Text Prediction Product based on Ngram Models

Siying Ruan
Nov. 26, 2020

Product Function

This is a application that make predictive text based on users' input. The training data is a random sample of the text files provided by Swiftkey. You can get phrase examples from GitHub.

  • Type in the text box, click Predict to see possible words following the text.
  • Click Clear to clear the your text input and mark the last phrase and its prediction. You can compare the results of the two phrases.
  • The predicted words are in its lemma format. You can compare the results by typing different tense.

Major Components of the Product

  1. A dictionary select from a unigram by taking the 10 most used words in the sample text.
  2. A dictionary of a bigram and a trigram model trained from the sample text. The top 5 possible words by probability are selected.
  3. A algorithm that get the possible words of given the given text. It can predict words based on one word or two words.

Description of the Algorithm

  1. Find the last two input words in the dictionary and list get all possible following words.
  2. If there are no predicted text, display the most used words from the unigram.
  3. If the input text are more than 1 word, and there are less than 5 predicted words, then get the possible following words from the last word as well.

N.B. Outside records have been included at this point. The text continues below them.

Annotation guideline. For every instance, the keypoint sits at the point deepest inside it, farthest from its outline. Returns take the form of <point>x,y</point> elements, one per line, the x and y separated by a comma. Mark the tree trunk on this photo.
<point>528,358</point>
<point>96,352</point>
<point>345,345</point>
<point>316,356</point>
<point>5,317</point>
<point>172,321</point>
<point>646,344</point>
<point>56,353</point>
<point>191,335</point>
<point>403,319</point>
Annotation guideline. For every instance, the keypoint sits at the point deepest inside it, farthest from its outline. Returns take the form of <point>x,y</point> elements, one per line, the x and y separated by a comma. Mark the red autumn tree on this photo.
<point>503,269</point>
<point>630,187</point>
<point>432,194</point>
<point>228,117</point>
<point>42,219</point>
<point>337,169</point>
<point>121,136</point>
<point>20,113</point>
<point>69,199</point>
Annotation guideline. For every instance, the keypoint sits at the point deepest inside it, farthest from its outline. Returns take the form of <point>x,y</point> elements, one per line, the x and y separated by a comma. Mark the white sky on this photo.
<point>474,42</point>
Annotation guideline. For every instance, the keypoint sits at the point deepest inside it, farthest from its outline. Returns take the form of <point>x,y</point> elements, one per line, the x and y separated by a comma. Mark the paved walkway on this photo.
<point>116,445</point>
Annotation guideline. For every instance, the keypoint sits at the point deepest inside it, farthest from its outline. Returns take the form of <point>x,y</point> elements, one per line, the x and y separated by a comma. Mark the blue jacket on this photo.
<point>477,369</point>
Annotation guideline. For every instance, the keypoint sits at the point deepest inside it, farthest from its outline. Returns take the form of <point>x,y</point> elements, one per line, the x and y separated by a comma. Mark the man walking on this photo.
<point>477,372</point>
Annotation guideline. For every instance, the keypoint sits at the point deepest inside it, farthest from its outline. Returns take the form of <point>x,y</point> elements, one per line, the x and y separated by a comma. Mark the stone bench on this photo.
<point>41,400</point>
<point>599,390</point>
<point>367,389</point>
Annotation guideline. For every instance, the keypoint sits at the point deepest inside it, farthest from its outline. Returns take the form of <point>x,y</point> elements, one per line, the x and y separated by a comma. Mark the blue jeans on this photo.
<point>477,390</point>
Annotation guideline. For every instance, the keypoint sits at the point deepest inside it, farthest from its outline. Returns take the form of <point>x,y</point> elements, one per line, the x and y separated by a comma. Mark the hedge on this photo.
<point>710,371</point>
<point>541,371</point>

Limitation and Further Improvement in the Future

  1. The prediction is limited to the sample text. The app will allow user to use their own text so they can get a desired set of predicted text.
  2. The prediction is limited to certain amount of words. To keep the dictionary compact, the app only selects the top 5 words by their probability. This is to balance the accurate prediction, the dictionary size and the algorithm speed.
  3. As users may see non valid words a few times, the app should improve its clean-up code to keep only what's useful.